Central bank digital currency pilot launch by Q1 next year: RBI official
The Reserve Bank of India is set to launch the pilot for its proposed central bank digital currency or CDBC by the first quarter of next year, a senior RBI official told CNBC-TV18 during a panel discussion at State Bank of India’s annual Banking & Economic Conclave on Wednesday,
When asked how soon India could have its CBDC, P Vasudevan, the Chief General Manager of RBI’s Department of Payment and Settlement, said, “I think somewhere it was said that at least by the first quarter of next year a pilot could be launched.” “We are on the job and we are looking into the various nuances related to the CBDC. It’s not a simple thing to just say that CBDC can be a habit from tomorrow…We have to be very cautious, and see whether it should be as a wholesale segment or target the retail segment, and for what purpose as well,” Vasudevan said.
He added that the central bank would have to work out how the validation mechanism for a CBDC would be implemented as it would be token based.
“The banking system has been taking the lead in terms of currency distribution as a tiered model…whether the same model can be accepted for CBDC as well, we will have to see,” he said.
Vasudevan said that the RBI is also checking if intermediaries can be bypassed altogether, and whether the technology would be decentralised or semi-centralised. While work is on to ensure the launch of the CBDC soon, the central bank is still deliberating the finer print. “We are bullish on it,” Vasudevan added, saying that banks would be involved in the CBDC pilot when it is launched.
A CBDC is legal tender issued by a central bank, but in a digital form. It is the same as a fiat currency and is exchangeable one-to-one with the fiat currency. Only its form is different.

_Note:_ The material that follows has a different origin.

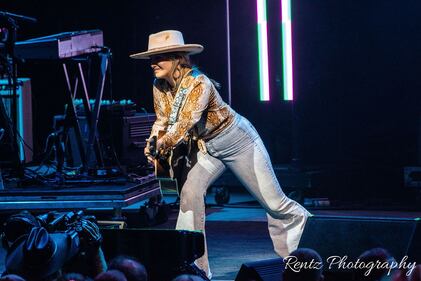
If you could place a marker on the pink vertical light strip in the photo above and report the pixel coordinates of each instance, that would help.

“It is also important to understand what a CBDC is not. CBDC is a digital or virtual currency but it is not comparable to the private virtual currencies that have mushroomed over the last decade. Private virtual currencies sit at substantial odds to the historical concept of money. They are not commodities or claims on commodities as they have no intrinsic value; some claims that they are akin to gold clearly seem opportunistic. Usually, certainly for the most popular ones now, they do not represent any person’s debt or liabilities. There is no ISSUER. They are not money (certainly not CURRENCY) as the word has come to be understood historically,” RBI Deputy Governor T Rabi Sankar had remarked on the matter earlier in July while delivering a lecture at the Vidhi Centre for Legal Policy.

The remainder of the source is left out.